Al final del séptimo capítulo de la primera temporada de «House of Cards«, Francis Underwood (político interpretado por Kevin Spacey) alecciona a su acólita Zoe Barnes (la periodista encarnada por Kate Mara) sobre la importancia de las mentiras en la sociedad en la que ambos han decidido moverse: ella ha atrapado una araña con una copa de vino y, a continuación, él coge esa copa con la araña dentro y le da la vuelta, dejando al animal atrapado desesperadamente en primer plano mientras él y ella hablan rodeando la cama en la que va a pasar lo que tiene que pasar. El discurso de Underwood (como todos los discursos de Underwood) es brillante y burbujeante de un significado fulminante: las mentiras pueden ser una cárcel o una escalera, todo depende de cómo las utilices. Y en «House of Cards» hay, evidentemente, estos dos tipos de personajes: los que viven encerrados y acosados por su propia red de mentiras y aquellos que las utilizan como una estructura envolvente para llevar a los demás a la situación que a ellos los conviene y, claro, para conducirlos directamente hasta la consecución de sus metas más egotistas.

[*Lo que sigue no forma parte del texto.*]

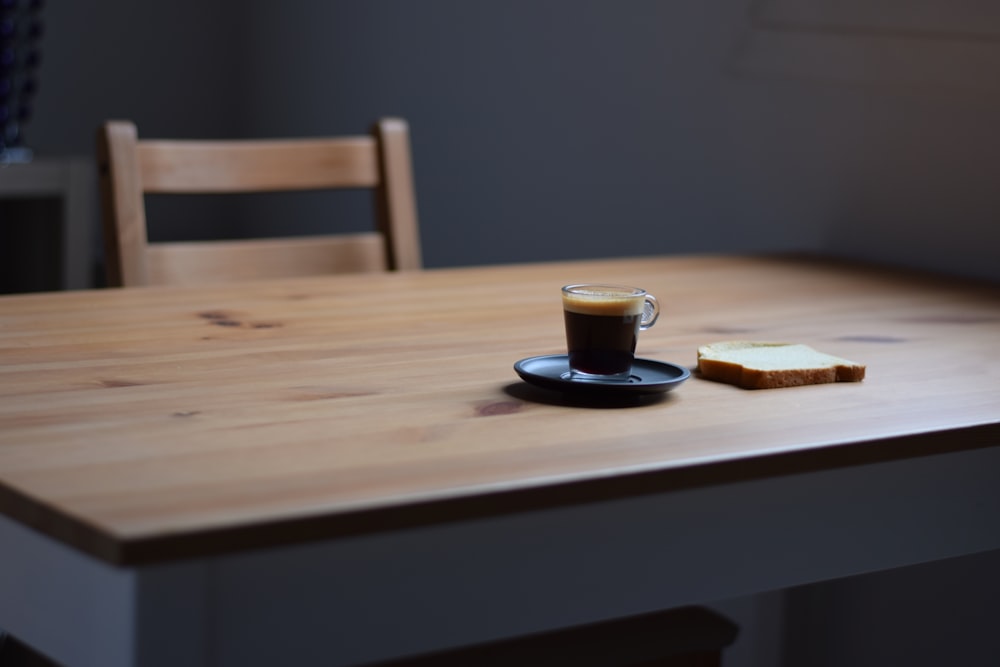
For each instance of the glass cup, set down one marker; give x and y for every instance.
(602, 327)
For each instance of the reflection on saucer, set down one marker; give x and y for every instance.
(648, 376)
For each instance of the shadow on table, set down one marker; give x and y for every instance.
(527, 392)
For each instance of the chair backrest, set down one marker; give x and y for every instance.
(129, 169)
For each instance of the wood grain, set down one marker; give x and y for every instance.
(146, 424)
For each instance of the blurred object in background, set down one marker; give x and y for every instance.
(21, 30)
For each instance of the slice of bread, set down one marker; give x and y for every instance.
(754, 365)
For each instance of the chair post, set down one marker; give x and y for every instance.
(396, 203)
(124, 217)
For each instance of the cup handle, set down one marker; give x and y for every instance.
(650, 312)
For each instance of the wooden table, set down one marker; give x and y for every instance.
(349, 467)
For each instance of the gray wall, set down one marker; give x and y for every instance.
(580, 128)
(548, 129)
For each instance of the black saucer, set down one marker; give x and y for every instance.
(648, 376)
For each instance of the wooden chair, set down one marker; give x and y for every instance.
(130, 168)
(684, 637)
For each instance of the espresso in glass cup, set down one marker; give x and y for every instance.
(602, 328)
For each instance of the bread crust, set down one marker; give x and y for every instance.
(833, 369)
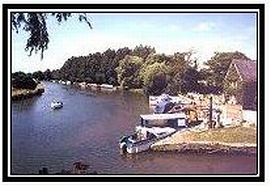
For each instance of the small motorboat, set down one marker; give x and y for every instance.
(143, 138)
(146, 135)
(56, 104)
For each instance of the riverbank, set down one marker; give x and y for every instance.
(18, 94)
(233, 140)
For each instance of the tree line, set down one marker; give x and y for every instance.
(143, 68)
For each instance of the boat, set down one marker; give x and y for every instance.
(56, 104)
(146, 134)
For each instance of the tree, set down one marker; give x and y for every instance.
(21, 80)
(47, 75)
(154, 78)
(38, 75)
(36, 25)
(128, 72)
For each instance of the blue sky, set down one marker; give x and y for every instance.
(203, 33)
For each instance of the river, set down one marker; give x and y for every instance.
(88, 128)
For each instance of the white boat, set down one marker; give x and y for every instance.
(56, 104)
(145, 135)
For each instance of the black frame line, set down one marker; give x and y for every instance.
(160, 7)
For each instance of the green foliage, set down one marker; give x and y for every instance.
(128, 72)
(154, 78)
(35, 23)
(38, 76)
(47, 75)
(22, 81)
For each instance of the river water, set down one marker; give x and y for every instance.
(88, 128)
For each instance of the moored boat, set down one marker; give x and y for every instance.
(56, 104)
(145, 135)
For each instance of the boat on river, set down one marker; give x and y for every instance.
(56, 104)
(145, 135)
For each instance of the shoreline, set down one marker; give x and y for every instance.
(19, 94)
(198, 142)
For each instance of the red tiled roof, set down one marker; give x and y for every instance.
(247, 69)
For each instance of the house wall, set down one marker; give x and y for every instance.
(249, 96)
(233, 85)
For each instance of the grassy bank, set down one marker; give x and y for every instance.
(233, 140)
(18, 94)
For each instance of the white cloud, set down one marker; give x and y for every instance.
(204, 26)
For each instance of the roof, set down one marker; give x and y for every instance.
(246, 68)
(162, 116)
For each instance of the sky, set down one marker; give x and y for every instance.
(203, 33)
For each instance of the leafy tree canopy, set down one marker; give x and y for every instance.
(35, 23)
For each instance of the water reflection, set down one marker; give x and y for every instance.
(88, 128)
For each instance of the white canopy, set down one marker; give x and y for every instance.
(163, 116)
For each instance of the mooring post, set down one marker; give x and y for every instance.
(210, 114)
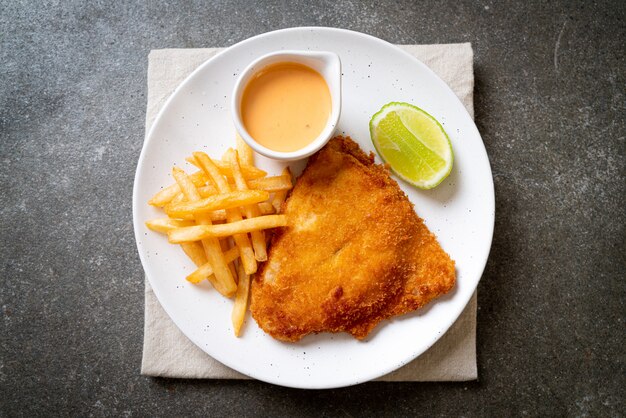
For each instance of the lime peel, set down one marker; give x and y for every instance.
(413, 143)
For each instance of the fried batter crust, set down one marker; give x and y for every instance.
(353, 254)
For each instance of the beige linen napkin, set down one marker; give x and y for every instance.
(166, 350)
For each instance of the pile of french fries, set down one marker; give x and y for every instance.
(220, 215)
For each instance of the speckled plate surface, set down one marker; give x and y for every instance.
(460, 211)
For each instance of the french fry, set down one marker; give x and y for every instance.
(223, 280)
(249, 171)
(250, 211)
(205, 270)
(271, 184)
(168, 193)
(165, 224)
(219, 201)
(199, 232)
(232, 215)
(266, 208)
(245, 153)
(281, 195)
(241, 300)
(195, 251)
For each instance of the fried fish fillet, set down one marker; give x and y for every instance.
(353, 254)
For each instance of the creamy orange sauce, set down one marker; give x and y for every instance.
(285, 106)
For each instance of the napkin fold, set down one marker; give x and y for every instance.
(167, 352)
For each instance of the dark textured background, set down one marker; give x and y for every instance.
(550, 104)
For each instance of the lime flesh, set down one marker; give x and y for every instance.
(413, 143)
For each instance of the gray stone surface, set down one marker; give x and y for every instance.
(550, 104)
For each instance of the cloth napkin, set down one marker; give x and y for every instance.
(166, 350)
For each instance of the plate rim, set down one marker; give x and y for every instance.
(346, 381)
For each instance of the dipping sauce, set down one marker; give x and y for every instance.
(285, 106)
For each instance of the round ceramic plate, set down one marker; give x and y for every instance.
(460, 211)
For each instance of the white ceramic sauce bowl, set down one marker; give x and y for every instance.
(327, 64)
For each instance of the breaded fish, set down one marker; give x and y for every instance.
(353, 254)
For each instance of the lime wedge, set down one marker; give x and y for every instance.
(413, 143)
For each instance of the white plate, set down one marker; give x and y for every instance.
(460, 211)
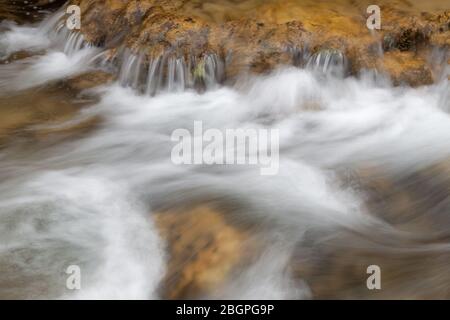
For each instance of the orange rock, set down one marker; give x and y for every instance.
(203, 250)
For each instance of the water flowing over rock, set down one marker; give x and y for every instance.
(256, 36)
(86, 138)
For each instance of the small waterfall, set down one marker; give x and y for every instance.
(329, 61)
(168, 72)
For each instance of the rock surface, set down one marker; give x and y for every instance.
(203, 250)
(256, 36)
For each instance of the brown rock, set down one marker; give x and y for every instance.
(203, 250)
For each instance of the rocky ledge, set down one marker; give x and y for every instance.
(256, 36)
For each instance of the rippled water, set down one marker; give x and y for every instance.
(88, 201)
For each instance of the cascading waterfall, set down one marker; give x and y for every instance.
(169, 72)
(89, 201)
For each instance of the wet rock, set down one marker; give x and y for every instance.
(203, 251)
(256, 36)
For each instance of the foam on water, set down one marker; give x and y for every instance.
(88, 202)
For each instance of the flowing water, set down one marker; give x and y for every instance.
(88, 200)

En el lado de los primeros, los mentirosos vencedores, están evidententemente Underwood (político despechado en los primeros diez minutos del primer capítulo y que se pasa el resto de la primera temporada de la serie urdiendo un master plan que le ponga en las manos lo que le arrebatan en este espectacular arranque) y Barnes (periodista que no tarda en escapar de un medio a la antigua usanza para caer en un nuevo medio digital dinámico y con unas oficinas lo suficientemente grandes como para albergar sus ambiciones), pero también Claire Underwood (la mujer de Francis interpretada de forma sublime por Robin Wright, que se encuentra con la dura verdad: detrás de todo gran hombre hay una gran mujer, pero esa gran mujer a menudo tiene que sacrificar sus propias ambiciones -como directora de una ONG y como madre, en este caso- en pos de las de su marido). En el lado de los perdedores quedan todos aquellos que se van viendo apisotonados por el avance avasallador de los Underwood y Barnes en sus respectivas carreras: todo un conjunto de peleles que tardan un par de capítulos en verse descabezados y que tienen su máximo epítome en el congresista Peter Russo (Corey Stoll), quien desde el principio deja que sus propias pulsiones y mentiras sean utilizadas por Francis en un camino que sólo puede llevar a la desgracia.
Todos estos personajes se interrelacionan en «House of Cards» a través de una compleja y sublime estructura de sexo y poder. Como le dice (de nuevo) Francis a Zoe en otro momento de cama compartida: «Todo en esta vida está relacionado con el sexo… Menos el sexo, que está relacionado con el poder«. Ese es el corazón de una serie indudablemente shakespeariana en lo que tiene de intrigas y conspiraciones, de traiciones y sacrificio de los sentimientos en pos de ascender en la escalera social. Todo ello, además, expuesto con una claridad de formas que queda perfectamente definida en esos títulos de crédito de planos largos y estilizados: así transcurren los capítulos de «House of Cards«, con una elegancia innata que huye de la truculencia habitual de toda conspiranoia y de la vertiginosidad fácil que otras ficciones políticas utilizan para noquear al espectador. Por el contrario, esta serie opta por planos largos, explicativos y llenos de significado, normalmente entrelazados en lo narrativo y en lo visual (como, por ejemplo, en esos maravillosos planos en los que los Underwood comparten sus cigarros en la ventana de su casa). Una opción estética que se traslada a un guión que nunca opta por la opacidad y en el que su showrunner Beau Willimon consigue alargar todas las virtudes ya presentes en la adaptación que realizó para la película «Los Idus de Marzo» (George Clooney, 2011): concisión, claridad y estilización aplicadas al panorama político.
Es inevitable, sin embargo, que le lluevan a «House of Cards» las comparaciones. Para empezar, con la muy reciente «Boss«, pese a que mientras que la serie protagonizada por Kelsey Grammer vendría a ser la «Breaking Bad» de las series políticas (por lo que tiene de truculencia llevada al extremo del maniqueísmo… para bien y para mal), la de Willimon destaca precisamente por el control de su drama y por sortear la dulce tentación de llevar la oscuridad del mundo político hasta el extremo. La otra comparación inevitable le llega a «House of Cards» por la vía de «El Ala Oeste de la Casa Blanca«, aunque en este caso habrá que reconocer que Kevin Spacey y compañía juegan a la verosimilitud por encima de la necesidad extrema de Aaron Sorkin de resultar dinámico, buenrollista y elocuente (¿hasta decir basta?). Aun así, y más allá de las inevitable comparaciones, esta primera serie producida por Netflix consigue erigirse como la ficción política definitiva en las pantallas de los últimos años: una experiencia deliciosa y, a la vez, culpable. Como una buena sesión de prostitución de lujo donde no sabes si dejarte llevar por el placer de la carne, por el placer estético… o por el placer de saber que, si puedes pagar unos honorarios tan elevados, tienes que ser una persona con bastante poder.